Our lives can change so quickly. We are getting daily updates, and there is every reason to hope he will recover completely, but it will take some time.

Through this lens our trip to these two Moorish cities takes on a tinge of a last hurrah, or at least an inflection point. In this region we find narrow streets, many only one lane wide so always shady during the heat of the day, notable even in May. Wider streets may have a canopy. Granada is smaller than Córdoba and nestled among mountains, including the towering, snow-covered Sierra Nevada range, of which I do not have a good picture. Alhambra itself is a cluster of buildings interspersed with manicured grounds and gardens, a royal enclave home to over 2000 persons in its heyday. The intricately decorated Nasrid Palaces are among the many highlights (top row below).
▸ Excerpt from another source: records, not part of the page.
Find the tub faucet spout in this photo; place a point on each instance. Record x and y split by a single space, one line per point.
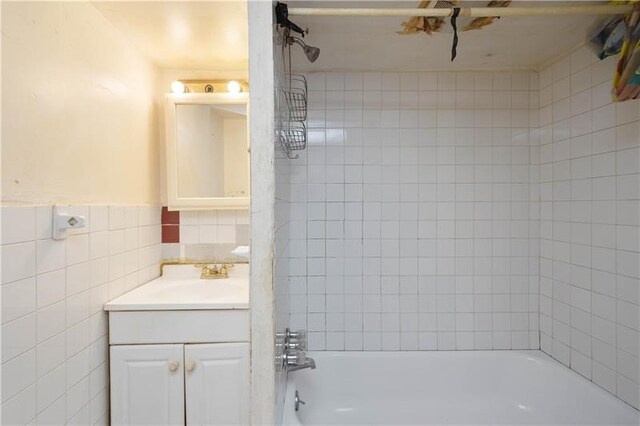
299 361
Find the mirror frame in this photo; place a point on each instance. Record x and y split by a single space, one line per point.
174 201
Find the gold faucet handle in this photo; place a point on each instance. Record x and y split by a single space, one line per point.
206 269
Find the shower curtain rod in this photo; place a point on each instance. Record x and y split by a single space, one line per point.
466 11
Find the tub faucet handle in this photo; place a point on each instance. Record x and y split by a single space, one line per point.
298 401
296 340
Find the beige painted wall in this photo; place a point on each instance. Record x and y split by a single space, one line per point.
79 111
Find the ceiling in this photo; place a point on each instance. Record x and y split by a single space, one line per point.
357 43
213 35
200 35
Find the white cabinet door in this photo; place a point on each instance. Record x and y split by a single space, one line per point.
147 385
217 383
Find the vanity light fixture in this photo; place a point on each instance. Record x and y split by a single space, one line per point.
209 86
177 87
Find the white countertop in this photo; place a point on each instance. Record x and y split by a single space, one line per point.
180 288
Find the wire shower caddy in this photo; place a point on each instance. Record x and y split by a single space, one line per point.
292 133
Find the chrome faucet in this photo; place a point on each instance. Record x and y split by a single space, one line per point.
299 361
295 357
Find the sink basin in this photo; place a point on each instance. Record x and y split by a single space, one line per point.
180 288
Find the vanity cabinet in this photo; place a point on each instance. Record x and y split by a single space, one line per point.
206 384
179 350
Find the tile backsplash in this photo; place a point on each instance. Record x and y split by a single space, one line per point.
204 234
54 331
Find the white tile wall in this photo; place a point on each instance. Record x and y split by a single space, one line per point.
414 214
54 332
590 224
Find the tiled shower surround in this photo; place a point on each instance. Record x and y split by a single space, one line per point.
414 213
472 210
54 329
589 224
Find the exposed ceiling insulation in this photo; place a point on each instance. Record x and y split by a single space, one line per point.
429 25
372 43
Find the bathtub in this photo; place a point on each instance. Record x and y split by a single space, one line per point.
472 387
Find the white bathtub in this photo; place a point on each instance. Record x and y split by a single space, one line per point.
474 387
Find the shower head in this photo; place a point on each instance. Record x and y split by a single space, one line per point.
310 52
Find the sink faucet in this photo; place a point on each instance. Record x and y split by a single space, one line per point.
214 272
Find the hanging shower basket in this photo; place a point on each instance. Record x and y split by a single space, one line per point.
295 96
292 131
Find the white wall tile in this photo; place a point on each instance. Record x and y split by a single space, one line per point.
53 293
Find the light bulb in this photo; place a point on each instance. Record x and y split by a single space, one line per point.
233 87
177 87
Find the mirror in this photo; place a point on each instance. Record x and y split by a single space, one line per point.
207 151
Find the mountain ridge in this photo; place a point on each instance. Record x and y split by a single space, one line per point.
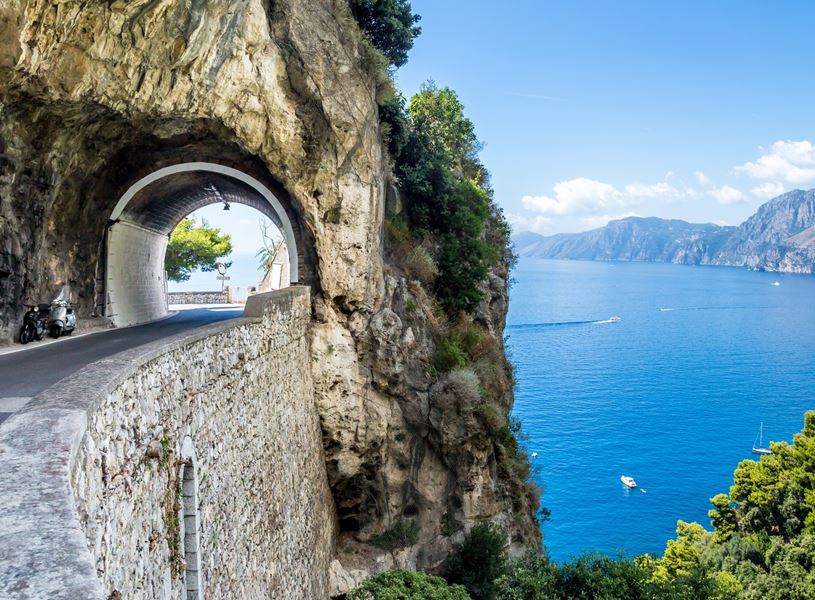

Córdoba is famously home of the Mezquita, a mosque so enormous that later Christians simply built a cathedral inside after they conquered it. All Muslims–well, probably only male ones–would gather indoors at noon every Friday, so the open space was repeatedly enlarged to accommodate them as the population grew. The combination of mosque and cathedral emphasizes the contrast between the intimate, accessible deity of Islam and the remote, powerful deity of Christianity, an often jarring juxtaposition.

The Mezquita is on the banks of the Guadalquivir River, which also flows through Sevilla, and adjacent to the Roman Bridge, originally built in the first century CE and much maintained since. Across the bridge from the mosque-cathedral is a Roman guardhouse.

We walked along this river to and from restaurants during day and night, when the temperature was more bearable. Our lodging was very close to the Mezquita, where there are shops to visit during the day and buskers at night, including one quite good classical guitarist. It was magical to gather after dark with a sparse collection of fellow music lovers, beautiful music, the building towering above us and the river murmuring.

Dan particularly enjoyed winding up our evenings this way.